As escolhas energéticas de países como Brasil e Estados Unidos podem gerar reações distintas nos mercados internacionais. O Brasil, ao alinhar sua política energética à agenda de descarbonização e aos Objetivos de Desenvolvimento Sustentável da ONU, tem fortalecido sua imagem como destino para o “capital sustentável”. Isso se traduz em maior competitividade internacional, especialmente para empresas e fundos de investimento que operam com transparência e alto desempenho ESG.
Por outro lado, os Estados Unidos enfrentam crescente desinteresse por parte de fundos ESG, que podem optar por desinvestimentos ou sanções indiretas baseadas em critérios de taxonomia ambiental. Empresas americanas com portfólios intensivos em carbono vêm sofrendo quedas de valuation, especialmente aquelas listadas em bolsas que exigem divulgação de riscos climáticos, como a NYSE e a Nasdaq.
Nesse cenário, o Brasil pode aproveitar para fortalecer um diferencial competitivo como um pólo de negócios verdes consolidando um mercado de M&A sustentável.
A definição da matriz energética nacional possui efeitos estruturantes sobre o ambiente societário e sobre o ecossistema de fusões e aquisições. O Brasil, ao adotar uma agenda energética baseada em fontes renováveis e alinhada a padrões internacionais de governança, consolida-se como um destino estratégico para o “capital verde” e para práticas empresariais inovadoras. Em contrapartida, os Estados Unidos, ao priorizar o carvão e flexibilizar normas ambientais, caminham na contramão da tendência global.

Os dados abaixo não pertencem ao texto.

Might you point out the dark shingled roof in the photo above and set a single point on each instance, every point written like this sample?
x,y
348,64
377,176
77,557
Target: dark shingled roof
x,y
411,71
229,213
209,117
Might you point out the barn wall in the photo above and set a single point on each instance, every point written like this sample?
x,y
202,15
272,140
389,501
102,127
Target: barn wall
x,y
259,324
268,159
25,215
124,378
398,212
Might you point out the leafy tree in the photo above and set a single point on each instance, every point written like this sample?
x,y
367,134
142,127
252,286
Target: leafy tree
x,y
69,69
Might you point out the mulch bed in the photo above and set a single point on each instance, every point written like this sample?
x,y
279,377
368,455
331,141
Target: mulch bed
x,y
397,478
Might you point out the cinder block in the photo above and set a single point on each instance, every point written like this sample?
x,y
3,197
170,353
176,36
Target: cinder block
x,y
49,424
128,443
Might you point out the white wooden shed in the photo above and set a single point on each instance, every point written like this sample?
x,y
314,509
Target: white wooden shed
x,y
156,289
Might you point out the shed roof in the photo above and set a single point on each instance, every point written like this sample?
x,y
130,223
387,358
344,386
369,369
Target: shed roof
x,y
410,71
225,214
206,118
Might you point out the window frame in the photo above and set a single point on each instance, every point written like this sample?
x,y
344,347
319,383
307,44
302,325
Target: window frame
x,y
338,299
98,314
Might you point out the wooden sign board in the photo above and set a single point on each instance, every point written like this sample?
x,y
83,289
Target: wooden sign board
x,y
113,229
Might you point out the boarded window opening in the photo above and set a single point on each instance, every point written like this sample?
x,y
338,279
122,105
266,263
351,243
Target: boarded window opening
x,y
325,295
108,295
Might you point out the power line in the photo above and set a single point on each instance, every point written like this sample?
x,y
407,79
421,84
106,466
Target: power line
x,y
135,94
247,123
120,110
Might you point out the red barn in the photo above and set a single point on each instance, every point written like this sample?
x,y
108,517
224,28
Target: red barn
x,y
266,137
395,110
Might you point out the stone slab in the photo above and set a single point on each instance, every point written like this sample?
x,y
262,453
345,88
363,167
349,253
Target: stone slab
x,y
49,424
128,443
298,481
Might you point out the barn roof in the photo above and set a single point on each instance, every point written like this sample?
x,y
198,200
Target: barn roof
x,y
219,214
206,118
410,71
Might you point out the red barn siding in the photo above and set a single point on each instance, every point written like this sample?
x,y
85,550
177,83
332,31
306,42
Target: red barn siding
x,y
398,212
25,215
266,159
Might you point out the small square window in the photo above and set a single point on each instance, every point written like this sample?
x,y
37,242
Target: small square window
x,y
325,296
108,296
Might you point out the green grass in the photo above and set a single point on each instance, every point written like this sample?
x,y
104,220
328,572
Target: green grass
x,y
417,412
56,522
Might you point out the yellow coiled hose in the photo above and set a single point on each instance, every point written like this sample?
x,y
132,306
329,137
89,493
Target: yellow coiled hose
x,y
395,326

Nesse contexto, aspectos ambientais e climáticos tornam-se variáveis centrais para operadores do direito societário, exigindo a incorporação do compliance climático, da transparência regulatória e da estruturação corporativa compatível com critérios ESG na sua rotina societária. Tais elementos já não representam meros diferenciais competitivos, mas sim exigências normativas e estratégicas indispensáveis à viabilidade e à longevidade das operações empresariais, bem como de sua atratividade e valorização em operações de M&A.